冥洛玄不会想到,他已经被盯梢了,朱雀的跟踪力是很强的,如果换做是在现代,他绝对可以进军FBI!三王府的面积虽比不过七王府,可是也算很大的。他在这偌大的王府中,寻找着那批死士,他用两天的时间走遍了这座王府,可是依然没有一点收获,一向精明的脸上露出了疑惑:明明只是一批死士,可是为什么却找不到呢?可能真的如主上所说,这批死士不简单!
冥洛玄此时正在书房里,面前站了两个人,看起来像是御医模样,冥洛玄用玩味的口气说道,“这个人,身体状况怎么样?”他示意着站在一边沉默的大汉子。
两个御医是王府里的,听了冥洛玄的话,他们立刻开始检查那个死士的身体。朱雀趴在房顶上,从瓦片中的缝隙中往下看,就看见那两个御医开始上上下下的检查一个高大的男子。朱雀屏住了自己的呼吸,不让下面的人发现自己。
“这个就是死士了吧。
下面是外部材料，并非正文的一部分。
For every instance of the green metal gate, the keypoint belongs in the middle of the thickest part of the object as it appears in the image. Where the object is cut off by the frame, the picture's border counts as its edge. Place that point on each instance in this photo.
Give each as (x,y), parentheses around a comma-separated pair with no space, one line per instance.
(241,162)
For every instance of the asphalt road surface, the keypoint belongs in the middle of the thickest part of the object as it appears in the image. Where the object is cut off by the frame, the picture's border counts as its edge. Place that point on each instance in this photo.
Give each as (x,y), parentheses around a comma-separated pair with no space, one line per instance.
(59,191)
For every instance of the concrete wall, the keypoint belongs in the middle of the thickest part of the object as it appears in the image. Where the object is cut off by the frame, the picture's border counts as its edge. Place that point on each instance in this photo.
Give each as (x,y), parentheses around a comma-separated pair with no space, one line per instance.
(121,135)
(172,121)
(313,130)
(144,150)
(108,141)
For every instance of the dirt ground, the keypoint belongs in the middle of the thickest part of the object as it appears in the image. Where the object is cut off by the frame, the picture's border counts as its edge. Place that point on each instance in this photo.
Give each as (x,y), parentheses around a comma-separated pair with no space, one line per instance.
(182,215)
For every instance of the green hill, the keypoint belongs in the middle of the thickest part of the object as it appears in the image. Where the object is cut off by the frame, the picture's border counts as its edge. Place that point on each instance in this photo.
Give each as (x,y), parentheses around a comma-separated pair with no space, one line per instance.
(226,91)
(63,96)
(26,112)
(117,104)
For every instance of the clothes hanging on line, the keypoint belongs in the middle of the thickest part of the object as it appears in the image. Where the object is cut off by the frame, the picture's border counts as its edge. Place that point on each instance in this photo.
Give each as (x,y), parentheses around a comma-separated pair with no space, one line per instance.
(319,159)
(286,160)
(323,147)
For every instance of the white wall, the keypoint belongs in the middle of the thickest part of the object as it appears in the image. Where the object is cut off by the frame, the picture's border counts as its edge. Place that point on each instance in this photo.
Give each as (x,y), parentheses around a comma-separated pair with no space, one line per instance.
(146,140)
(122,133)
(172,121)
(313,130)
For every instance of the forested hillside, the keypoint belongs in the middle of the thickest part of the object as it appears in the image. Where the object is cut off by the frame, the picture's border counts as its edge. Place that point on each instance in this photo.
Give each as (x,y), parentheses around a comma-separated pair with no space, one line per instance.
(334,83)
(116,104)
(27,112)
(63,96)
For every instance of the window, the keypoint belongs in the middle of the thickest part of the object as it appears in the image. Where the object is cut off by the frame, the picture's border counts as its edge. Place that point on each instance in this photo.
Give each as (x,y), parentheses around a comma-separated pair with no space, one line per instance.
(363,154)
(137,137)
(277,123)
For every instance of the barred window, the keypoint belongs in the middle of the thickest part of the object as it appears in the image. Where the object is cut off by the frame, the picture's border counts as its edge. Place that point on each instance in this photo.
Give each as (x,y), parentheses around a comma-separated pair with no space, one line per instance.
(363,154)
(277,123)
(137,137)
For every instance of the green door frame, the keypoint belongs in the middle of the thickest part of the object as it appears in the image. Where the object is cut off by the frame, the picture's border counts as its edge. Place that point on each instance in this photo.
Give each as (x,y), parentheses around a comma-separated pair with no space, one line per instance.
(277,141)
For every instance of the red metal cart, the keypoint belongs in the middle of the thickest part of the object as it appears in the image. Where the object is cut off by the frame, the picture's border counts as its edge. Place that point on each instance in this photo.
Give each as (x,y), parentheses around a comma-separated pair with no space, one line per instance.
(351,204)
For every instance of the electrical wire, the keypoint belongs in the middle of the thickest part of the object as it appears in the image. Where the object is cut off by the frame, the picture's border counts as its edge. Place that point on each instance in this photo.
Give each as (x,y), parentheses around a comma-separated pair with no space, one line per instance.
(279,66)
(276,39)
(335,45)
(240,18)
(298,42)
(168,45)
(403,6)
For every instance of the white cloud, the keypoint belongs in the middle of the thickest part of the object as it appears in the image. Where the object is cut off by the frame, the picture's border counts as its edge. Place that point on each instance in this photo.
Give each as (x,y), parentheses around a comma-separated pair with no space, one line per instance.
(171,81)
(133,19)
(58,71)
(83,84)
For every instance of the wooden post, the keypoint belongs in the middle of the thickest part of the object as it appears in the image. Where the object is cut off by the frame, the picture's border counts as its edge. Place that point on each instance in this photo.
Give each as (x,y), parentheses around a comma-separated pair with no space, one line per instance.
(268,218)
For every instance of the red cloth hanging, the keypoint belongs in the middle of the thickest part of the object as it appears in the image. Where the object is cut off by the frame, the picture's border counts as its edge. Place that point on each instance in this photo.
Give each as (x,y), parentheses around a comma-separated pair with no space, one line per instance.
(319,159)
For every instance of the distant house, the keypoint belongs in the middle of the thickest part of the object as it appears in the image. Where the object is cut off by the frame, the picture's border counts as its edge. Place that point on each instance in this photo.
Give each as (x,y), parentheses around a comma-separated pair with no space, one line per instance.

”朱雀暗自嘀咕着。上次听飞雪说过,那些死士个个都很高大,且不言不语。只是,不知道为什么冥洛玄要让御医检查死士呢?
两个御医拿出一把小小的锤子,在那个高大的死士身上敲打着,而那个死士任由他们敲打,完全无动于衷,如果不是偶尔还能看见死士的眼睛动一下,朱雀真的以为这个只是死人罢了。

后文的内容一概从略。